Mother (adapted by Bert Brecht; Theatre Union, producer). The Red Russians may run their trains off the rails and foolishly crack up their super-airships, but their Revolutionary Theatre, with more than 50 houses filled every night in Moscow and stock companies by the hundreds performing throughout the provinces, is by all odds the world’s most active and inventive. With an imitative eye on its spiritual mother, the Theatre Union has produced Mother, adapted from Maxim Gorky’s novel of an illiterate old woman (Helen Henry)* who, once she gets the hang of things, turns out to be the best Marxist of them all. The play’s subject matter is no more radical than the technique by which it is presented.

Mother is divided into 18 scenes, scenery for which is starkly expressionistic. Visible batteries of lights play on bare drops, while overhead a cinema screen is used to describe the locale or to exhibit significant photographs. In the wings, also visible, are two pianos. These accompany the cast as it sings revolutionary anthems at the conclusion of each episode.

Like most experiments, Mother is thrilling for a while. Along about the sixth scene, however, playgoers indifferent to or agnostic about Communism begin to feel that the production is solemnly, insufferably pretentious, that the narrative of the old woman who loses a son and a husband but still gallantly waves the red flag has not been written up to its exciting possibilities.

Abide With Me (by Clare Boothe Brokaw; Malcolm L. Pearson, Donald E. Baruch, A. H. Woods, producers). Up to last week the meanest, man to walk a Broadway stage in a decade was Stanley Vance, central character of The Dark Tower (TIME, Dec. 4, 1933). Vance, a homosexual sadist, kept white mice in his bedroom, cowed a family living in one of Manhattan’s fine old gloomy mansions, finally sent his poor wife into a trance.

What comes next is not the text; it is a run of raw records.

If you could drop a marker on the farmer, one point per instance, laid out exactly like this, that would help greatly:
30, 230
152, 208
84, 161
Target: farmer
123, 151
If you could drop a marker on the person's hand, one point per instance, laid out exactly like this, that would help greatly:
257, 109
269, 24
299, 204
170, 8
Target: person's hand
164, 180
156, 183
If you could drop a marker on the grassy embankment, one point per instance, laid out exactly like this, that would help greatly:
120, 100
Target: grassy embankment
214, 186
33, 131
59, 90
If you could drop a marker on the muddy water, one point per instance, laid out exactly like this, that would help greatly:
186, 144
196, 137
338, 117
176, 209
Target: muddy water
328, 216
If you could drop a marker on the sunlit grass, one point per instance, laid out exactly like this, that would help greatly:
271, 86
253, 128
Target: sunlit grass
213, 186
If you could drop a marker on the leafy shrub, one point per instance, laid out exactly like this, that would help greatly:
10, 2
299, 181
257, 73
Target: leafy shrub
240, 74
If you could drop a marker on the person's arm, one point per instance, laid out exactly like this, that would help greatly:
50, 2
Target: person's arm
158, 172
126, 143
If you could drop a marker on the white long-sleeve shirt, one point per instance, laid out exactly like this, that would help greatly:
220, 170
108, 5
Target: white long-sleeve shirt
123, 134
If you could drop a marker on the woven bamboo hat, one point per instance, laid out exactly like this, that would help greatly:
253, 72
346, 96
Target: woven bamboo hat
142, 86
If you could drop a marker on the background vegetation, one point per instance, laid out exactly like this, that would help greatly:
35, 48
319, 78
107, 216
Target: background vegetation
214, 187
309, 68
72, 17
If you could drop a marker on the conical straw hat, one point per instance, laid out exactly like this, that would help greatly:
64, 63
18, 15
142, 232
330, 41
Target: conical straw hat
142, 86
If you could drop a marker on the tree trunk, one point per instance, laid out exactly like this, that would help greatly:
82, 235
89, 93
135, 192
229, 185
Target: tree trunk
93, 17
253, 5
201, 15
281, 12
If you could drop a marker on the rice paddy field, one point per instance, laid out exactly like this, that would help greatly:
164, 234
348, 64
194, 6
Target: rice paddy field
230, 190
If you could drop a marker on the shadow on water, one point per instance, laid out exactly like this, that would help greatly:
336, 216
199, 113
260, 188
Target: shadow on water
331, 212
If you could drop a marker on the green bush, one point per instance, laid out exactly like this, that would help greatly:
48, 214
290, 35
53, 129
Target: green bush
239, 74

Abide With Me, which provided Manhattan’s most gilded opening of the week, produced a character to challenge Vance for sheer orneriness. He was a psychopathic drunkard called Marsden (Earle Larimore). He did not keep mice in his bedroom but he killed bugs when a boy. He, too, terrified the inhabitants of a gloomy Manhattan mansion. Marsden had been abused by an equally liquorish father when a child, which accounted for the fiendish campaign he put on to terrify his wife (Barbara Robbins) into giving him a son of his own to torture. Since Marsden makes no effort to temper his dangerous lunacy to the other five members of an excellent cast, they all have good reasons for shooting him. In the middle of the last act some one finally does. This event brings relief from much tedious psychiatry and gratifies those spectators who like melodrama.

*In private life, Mrs. Elisha Cook Sr., mother of capable Juvenile Elisha Cook Jr. (Ah, Wilderness!, Crime Marches On).